Percutaneous valve placement has been under development for many years. The development of this real-time MRI-guided technique for valve delivery may circumvent many of the problems associated with delivering a valve through a relatively small catheter (8
). The ability to obtain direct access to the heart opens up opportunities for the placement of more durable, well-tested devices compared to those available through catheter access, since the port is bigger, the distances are smaller, and the force transduction from the surgeon’s hand to the delivery device is more direct. The large port access and real-time visualization of the surgical field also facilitates the development of methods to remove sections of calcified or otherwise compromised valves.
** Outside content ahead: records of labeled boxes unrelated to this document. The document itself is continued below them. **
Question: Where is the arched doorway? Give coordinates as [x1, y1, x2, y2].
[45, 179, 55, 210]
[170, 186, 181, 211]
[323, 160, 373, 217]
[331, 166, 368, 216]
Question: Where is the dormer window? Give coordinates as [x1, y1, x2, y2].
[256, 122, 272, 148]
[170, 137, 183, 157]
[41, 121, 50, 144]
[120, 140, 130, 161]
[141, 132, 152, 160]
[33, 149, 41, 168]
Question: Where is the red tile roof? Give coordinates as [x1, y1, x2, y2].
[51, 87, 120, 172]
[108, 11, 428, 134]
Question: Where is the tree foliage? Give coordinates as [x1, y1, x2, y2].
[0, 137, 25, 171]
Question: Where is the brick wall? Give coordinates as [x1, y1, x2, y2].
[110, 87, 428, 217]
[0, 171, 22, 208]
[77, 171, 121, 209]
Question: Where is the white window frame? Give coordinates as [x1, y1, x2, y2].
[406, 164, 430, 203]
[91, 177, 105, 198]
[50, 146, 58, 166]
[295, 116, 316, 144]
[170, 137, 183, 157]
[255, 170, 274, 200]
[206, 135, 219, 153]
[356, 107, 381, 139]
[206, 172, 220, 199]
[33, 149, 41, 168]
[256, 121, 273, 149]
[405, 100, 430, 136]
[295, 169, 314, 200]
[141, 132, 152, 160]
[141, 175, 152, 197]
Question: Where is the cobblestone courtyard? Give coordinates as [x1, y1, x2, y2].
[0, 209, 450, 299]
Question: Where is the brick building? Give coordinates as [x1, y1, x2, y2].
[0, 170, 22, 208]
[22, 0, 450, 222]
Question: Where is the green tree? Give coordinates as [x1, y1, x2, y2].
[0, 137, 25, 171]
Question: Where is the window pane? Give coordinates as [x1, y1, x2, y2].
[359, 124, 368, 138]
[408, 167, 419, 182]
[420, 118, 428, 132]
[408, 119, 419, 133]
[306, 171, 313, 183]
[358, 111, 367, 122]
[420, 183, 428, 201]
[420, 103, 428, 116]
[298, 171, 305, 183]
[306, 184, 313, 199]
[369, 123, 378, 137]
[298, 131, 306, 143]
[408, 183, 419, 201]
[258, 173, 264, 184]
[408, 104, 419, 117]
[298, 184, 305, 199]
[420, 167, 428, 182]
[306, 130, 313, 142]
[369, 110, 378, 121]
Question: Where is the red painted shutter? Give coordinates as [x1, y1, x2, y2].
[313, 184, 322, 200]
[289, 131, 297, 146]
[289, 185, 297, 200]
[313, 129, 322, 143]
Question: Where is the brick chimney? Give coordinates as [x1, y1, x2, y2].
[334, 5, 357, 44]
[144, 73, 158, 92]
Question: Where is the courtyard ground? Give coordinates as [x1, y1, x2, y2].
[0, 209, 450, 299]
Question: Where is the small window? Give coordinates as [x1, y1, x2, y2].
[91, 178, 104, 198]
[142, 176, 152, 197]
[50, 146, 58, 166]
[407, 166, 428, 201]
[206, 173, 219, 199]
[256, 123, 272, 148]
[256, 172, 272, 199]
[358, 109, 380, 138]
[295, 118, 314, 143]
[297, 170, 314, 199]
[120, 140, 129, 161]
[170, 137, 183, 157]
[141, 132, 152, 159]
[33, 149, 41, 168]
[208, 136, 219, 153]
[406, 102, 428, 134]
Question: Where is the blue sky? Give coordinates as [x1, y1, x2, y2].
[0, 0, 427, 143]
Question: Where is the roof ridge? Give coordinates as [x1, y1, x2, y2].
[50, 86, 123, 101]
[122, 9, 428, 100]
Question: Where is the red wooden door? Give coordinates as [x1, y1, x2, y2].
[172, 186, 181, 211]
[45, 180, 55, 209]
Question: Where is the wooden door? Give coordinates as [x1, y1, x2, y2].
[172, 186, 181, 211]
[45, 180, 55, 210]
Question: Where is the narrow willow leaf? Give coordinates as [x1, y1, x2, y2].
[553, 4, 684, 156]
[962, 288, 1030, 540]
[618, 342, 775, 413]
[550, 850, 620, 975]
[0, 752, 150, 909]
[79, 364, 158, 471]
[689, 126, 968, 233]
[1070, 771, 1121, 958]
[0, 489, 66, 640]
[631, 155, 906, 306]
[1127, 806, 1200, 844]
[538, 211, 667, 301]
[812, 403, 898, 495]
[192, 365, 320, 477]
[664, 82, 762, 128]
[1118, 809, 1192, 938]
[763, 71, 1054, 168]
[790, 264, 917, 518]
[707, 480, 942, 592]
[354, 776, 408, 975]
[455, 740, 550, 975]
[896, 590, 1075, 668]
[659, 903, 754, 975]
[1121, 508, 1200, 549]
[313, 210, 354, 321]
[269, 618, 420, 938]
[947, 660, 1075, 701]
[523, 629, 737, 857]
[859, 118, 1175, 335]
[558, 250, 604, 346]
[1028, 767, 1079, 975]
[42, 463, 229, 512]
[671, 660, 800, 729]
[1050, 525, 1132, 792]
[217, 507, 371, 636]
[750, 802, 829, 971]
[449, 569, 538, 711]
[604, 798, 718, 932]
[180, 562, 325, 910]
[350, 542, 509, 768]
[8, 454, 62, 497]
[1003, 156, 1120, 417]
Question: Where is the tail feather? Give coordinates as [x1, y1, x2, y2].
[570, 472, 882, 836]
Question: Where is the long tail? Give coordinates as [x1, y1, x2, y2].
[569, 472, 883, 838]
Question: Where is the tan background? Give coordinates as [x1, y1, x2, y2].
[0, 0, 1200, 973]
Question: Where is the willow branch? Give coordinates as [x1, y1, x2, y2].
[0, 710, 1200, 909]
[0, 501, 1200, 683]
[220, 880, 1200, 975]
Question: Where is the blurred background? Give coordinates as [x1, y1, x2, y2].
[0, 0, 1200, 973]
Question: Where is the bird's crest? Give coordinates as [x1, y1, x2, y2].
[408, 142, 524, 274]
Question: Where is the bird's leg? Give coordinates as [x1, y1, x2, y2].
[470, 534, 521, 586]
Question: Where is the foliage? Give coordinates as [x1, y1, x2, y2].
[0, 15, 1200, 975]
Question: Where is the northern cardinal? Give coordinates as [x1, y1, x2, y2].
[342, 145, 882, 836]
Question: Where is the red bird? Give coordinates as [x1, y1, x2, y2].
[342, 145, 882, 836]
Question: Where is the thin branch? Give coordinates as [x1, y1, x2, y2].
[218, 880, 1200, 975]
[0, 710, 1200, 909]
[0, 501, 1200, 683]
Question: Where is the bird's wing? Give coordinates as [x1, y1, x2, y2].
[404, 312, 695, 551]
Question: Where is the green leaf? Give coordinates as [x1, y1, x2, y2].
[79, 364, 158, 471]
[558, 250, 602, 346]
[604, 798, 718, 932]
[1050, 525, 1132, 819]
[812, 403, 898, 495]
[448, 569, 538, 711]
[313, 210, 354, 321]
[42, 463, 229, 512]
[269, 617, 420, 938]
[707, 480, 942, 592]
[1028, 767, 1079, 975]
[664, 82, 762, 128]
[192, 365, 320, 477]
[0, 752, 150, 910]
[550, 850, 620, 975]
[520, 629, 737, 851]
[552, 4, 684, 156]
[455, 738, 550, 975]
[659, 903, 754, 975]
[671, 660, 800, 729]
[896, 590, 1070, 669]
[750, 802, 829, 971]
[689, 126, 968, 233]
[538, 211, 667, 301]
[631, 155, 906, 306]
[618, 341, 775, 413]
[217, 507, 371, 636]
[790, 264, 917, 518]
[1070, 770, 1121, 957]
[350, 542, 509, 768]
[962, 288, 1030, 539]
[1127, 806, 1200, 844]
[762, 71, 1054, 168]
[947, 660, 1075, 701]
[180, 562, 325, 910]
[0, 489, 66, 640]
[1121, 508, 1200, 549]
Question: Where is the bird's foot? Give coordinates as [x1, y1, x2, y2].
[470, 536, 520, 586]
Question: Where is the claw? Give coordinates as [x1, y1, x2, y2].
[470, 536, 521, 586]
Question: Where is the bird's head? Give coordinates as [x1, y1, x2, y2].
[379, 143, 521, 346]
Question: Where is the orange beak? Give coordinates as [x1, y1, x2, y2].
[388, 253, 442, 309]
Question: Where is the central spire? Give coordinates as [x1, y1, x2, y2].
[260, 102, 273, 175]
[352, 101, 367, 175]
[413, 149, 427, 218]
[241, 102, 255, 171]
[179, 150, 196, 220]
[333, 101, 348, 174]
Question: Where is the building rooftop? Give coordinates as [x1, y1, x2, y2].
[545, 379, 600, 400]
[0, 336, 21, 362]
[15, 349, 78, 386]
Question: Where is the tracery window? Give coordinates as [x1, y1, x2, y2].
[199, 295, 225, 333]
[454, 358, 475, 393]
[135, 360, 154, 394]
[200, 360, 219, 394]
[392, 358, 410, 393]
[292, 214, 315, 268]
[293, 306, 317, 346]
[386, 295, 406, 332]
The distinct advantage of MRI for guiding cardiac surgery is that the surgeon can see “through” the blood, and thus all of the morphological landmarks for positioning the device are visible. The short magnet makes it possible to have high-performance, real-time MRI available while the prosthetic valve is being manipulated under image guidance. In addition to aortic valve replacements, other target applications for real-time MRI-guided cardiac surgery include mitral, pulmonary, and tricuspid valve replacements or repairs (17
Although the current stent-valve is made of FDA-approved components, it may have to be modified to improve long-term fixation pending long-term testing for stent-valve migration. Additional MR-visible markers may be beneficial to ensure that the valve is positioned correctly with respect to the location of the coronary arteries.
The ability to measure cardiac function online is also an advantage to performing the surgery within the MR scanner. Myocardial perfusion, blood flow, and valve leaflet motion are all available for the surgeon to observe in the working heart. For revascularization procedures, instant feedback on the impact of the procedure on perfusion is available in addition to anatomic data. For valve repairs, real-time feedback on leaflet function can be used to tailor the repair accordingly. Presently, surgical repairs are done on flaccid, empty hearts, and the ultimate effect of the correction is not apparent until the heart is refilled and beating.
The major limitation of this study is that it entailed a set of acute experiments that were designed to test the feasibility of valve delivery. Many questions remain unanswered, such as those regarding the long-term stability and functionality of the valve, and the response of the heart to the procedure. We are currently designing chronic experiments that we hope will answer important questions about the prevalence of ischemia in the heart and brain, LV aneurysm, and thrombosis in the postoperative period.
Although we have demonstrated here that real-time MRI is an excellent method for guiding valve placement, a number of developments need to occur before this procedure can be evaluated in clinical trials. First, the delivery device must be optimized so that it will have the smallest impact on the ventricle while retaining the ability to deliver a standard valve. The method used to secure the valve needs to be improved to guarantee that the valve will not migrate. Also, a procedure must be developed to extract the calcified diseased valve before the new valve is placed.
Real-time MRI provided better image quality than all competing imaging methods for directing minimally invasive surgery, including x-ray fluoroscopy/angiography (in which some anatomical structures are not visible) and echocardiography (in which the FOV is small and the images are of low quality). The MRI-guided surgery also allowed direct functional assessments to be made prior to, during, and immediately after valve implantation. The combination of real-time noninvasive, noncontrast imaging that can provide both anatomic details and functional assessments will enable the use of minimally invasive approaches that may provide patients with a less morbid and more durable solution to structural heart disease.